In the latest release of the Office for National Statistics (ONS) November Labour Market Report, the United Kingdom grapples with a complex employment landscape, marked by declining job vacancies and a notable shift in pay growth patterns.
During the period of August to October 2023, the estimated number of job vacancies in the UK experienced a significant decline, falling by 58,000 on the quarter to 957,000. This marks the 16th consecutive quarter of decreasing vacancies, with declines observed across 16 out of the 18 industry sectors.
In terms of pay growth, the report reveals that annual growth in regular pay (excluding bonuses) in Great Britain stood at 7.7% in July to September 2023. While slightly down from previous periods, this rate remains among the highest recorded since comparable records began in 2001. The annual growth in employees’ average total pay (including bonuses) was 7.9%, influenced by one-off payments made in the Civil Service during July and August 2023. In real terms, adjusted for inflation using the Consumer Prices Index including owner occupier’s housing costs (CPIH), annual growth for total pay rose by 1.4%, and regular pay increased by 1.3%.
Labour disputes played a role in the dynamics of the UK labour market, with 229,000 working days lost in September 2023 due to strikes, primarily concentrated in the health and social work, as well as the education sectors.
A notable revision in payrolled employee growth emerged in the report, with the September 2023 figures adjusted from a previously reported decrease of 11,000 to an increase of 32,000 compared to August 2023. The estimate of payrolled employees in the UK for October 2023 increased by 33,000 from the revised September 2023 figure, reaching 30.2 million. However, this October estimate is provisional and subject to revision with the influx of more data in the coming months.
The report also introduces an alternative series of estimates to address increased uncertainty around the Labour Force Survey (LFS) figures. Derived from growth rates in Pay as You Earn Real-Time Information and the Claimant Count, these alternative estimates for July to September 2023 reveal a 0.1% decrease in the UK employment rate to 75.7%, a largely unchanged unemployment rate at 4.2%, and a steady economic inactivity rate at 20.9%.
As the UK navigates these intricate labour market challenges, policymakers and analysts will closely monitor future data releases for a comprehensive understanding of the evolving economic landscape.
“As cost-of-living pressures combine with significant talent gaps, wage growth at 7.7% in the quarter to September 2023 remains high and continues to be a keen area of focus for employers and candidates alike. Our advice to organisations who are facing this perfect storm of high inflation, skills shortages and economic stagnation, is to think carefully before making pay increases. While uncertainty remains so prevalent, our recommendation is to look instead at ways to retain existing staff by bolstering benefits packages and by offering opportunities to upskill and reskill, especially across the areas where talent shortages prevail.

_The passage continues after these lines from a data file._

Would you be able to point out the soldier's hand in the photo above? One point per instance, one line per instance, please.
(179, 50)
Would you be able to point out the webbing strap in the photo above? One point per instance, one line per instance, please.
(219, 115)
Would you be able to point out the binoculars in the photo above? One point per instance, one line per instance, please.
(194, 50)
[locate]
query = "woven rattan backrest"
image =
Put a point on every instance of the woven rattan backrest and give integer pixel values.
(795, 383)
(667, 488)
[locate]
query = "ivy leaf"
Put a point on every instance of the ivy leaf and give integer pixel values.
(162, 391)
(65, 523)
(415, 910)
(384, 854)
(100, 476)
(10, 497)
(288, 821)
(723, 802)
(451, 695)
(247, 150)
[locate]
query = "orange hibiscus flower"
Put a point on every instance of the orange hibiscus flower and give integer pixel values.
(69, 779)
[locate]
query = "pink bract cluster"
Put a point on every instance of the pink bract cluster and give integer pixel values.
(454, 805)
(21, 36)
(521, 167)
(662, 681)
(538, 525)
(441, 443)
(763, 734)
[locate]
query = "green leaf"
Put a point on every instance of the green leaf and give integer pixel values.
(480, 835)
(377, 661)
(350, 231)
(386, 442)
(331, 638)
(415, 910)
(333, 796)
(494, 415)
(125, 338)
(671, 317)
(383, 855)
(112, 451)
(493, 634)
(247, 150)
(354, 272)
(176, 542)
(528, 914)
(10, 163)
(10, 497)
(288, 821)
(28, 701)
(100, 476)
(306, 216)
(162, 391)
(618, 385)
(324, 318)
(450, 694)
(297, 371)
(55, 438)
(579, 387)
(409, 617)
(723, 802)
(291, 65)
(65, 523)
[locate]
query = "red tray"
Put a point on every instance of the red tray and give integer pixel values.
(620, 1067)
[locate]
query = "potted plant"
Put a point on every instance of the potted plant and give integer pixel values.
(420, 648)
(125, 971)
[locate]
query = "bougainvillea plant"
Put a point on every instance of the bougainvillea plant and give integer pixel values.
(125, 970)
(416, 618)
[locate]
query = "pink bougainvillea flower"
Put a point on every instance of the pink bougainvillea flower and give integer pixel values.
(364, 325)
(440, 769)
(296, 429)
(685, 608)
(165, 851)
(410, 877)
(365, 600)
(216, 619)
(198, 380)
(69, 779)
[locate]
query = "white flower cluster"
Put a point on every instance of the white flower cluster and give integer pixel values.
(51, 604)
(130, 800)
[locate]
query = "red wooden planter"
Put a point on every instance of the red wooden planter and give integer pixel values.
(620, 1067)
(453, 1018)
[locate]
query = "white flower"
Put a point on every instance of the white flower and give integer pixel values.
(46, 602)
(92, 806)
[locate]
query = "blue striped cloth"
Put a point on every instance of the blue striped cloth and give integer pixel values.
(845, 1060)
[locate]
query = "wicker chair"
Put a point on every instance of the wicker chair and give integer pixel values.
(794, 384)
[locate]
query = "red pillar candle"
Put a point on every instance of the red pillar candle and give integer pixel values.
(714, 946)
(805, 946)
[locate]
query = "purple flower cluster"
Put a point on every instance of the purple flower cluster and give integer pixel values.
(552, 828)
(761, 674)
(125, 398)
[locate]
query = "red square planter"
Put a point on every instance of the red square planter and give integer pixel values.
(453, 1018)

While uncertainty remains so prevalent, our recommendation is to look instead at ways to retain existing staff by bolstering benefits packages
“Businesses must be prepared to make braver long-term decisions in areas such as their values and overall purpose. There is an opportunity to be seized by those who are prepared to adapt and do things differently – both in terms of employee retention and customer and client loyalty.”
“Recessionary headwinds may be getting stronger, but if we can address underlying economic fundamentals like talent and skills shortages in new ways and foster a stronger culture of innovation, investment and productivity, the UK’s future will be all the stronger for it.”